I have endured sexual assault. In my case a gun would have been worthless. A gun wouldn't make me feel any safer. Women aren't the only ones that are sexually assaulted either. It actually really irks me when people single out women as the only victims of sexual assault. Men and boys are victimized too. For the average victim a gun would be pretty worthless since most sexual assault victims are abused by people they know/trust not random strangers.
I like knives. Sure they can be great self defense weapons if used correctly. But they have a purpose outside of self defense or hunting. I use the knife I keep in my purse on a daily basis.
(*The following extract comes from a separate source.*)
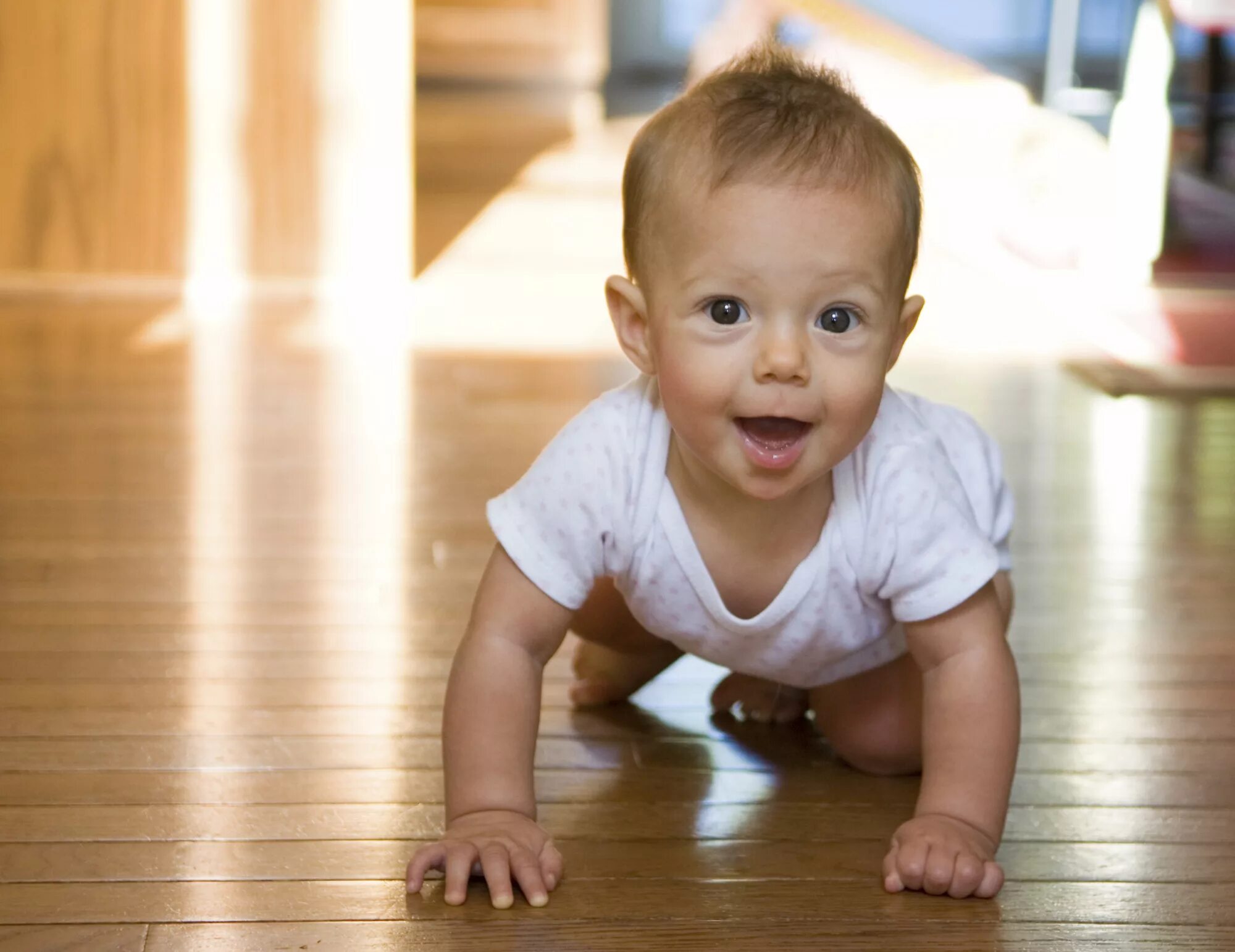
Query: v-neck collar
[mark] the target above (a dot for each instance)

Self defense in reference to strangers starts with knowing how to keep out of dangerous situations. An actual self defense course such as Krav Maga would be far more useful than a gun. Owning a gun (or knife) is useless if you don't know how to use it. And to really know how to use a gun you need to do more than target practice every few weeks/months. Most people can't target practice on a daily basis. Knowing how to shoot a gun in theory won't actually guarantee that you will do so in a dangerous situation. It is one thing to shoot at a target, another altogether to shoot another human being. There is a reason why the military has to work so hard to condition soldiers to shoot/attack. Unless you are semi sociopathic it isn't all that easy to kill someone. It isn't instinctual to kill someone unless you have trained hours and hours and broken down the instinct not to kill that is there inherently.
If you are going to shoot a person, you shoot to kill. Center mass and head shots only. It isn't like in the movies where you shoot them in the leg/arm in hopes of stopping them. This is why I am more comfortable with knives. I can incapacitate a person with a well placed knife cut, I don't have to go for the "kill shots" so to speak. There are defenses to the "defanging the snake" techniques that need to be practiced so they become instinctual. But that isn't the same as practicing to kill someone. Yes, I could kill someone with a knife by virtue of them bleeding out. But it is one thing to aim to incapacitate versus kill.
Even though I have endured plenty of things I would not wish on anyone else, I still wouldn't take the idea of ending someone else's life lightly in defending myself. Honestly I don't want to get to the point where it would be easy to kill someone even in self defense. I know for me personally if I were to cross that threshold it would change me on a fundamental level. I have enough violent/angry tendencies to deal with already.
Now- you try to harm my kids and your life is OVER.
I think there is some sort of overriding instinct there that is uncontrollable. So I really do pity the person on the otherside of my knives if they harm or attempt to harm my children.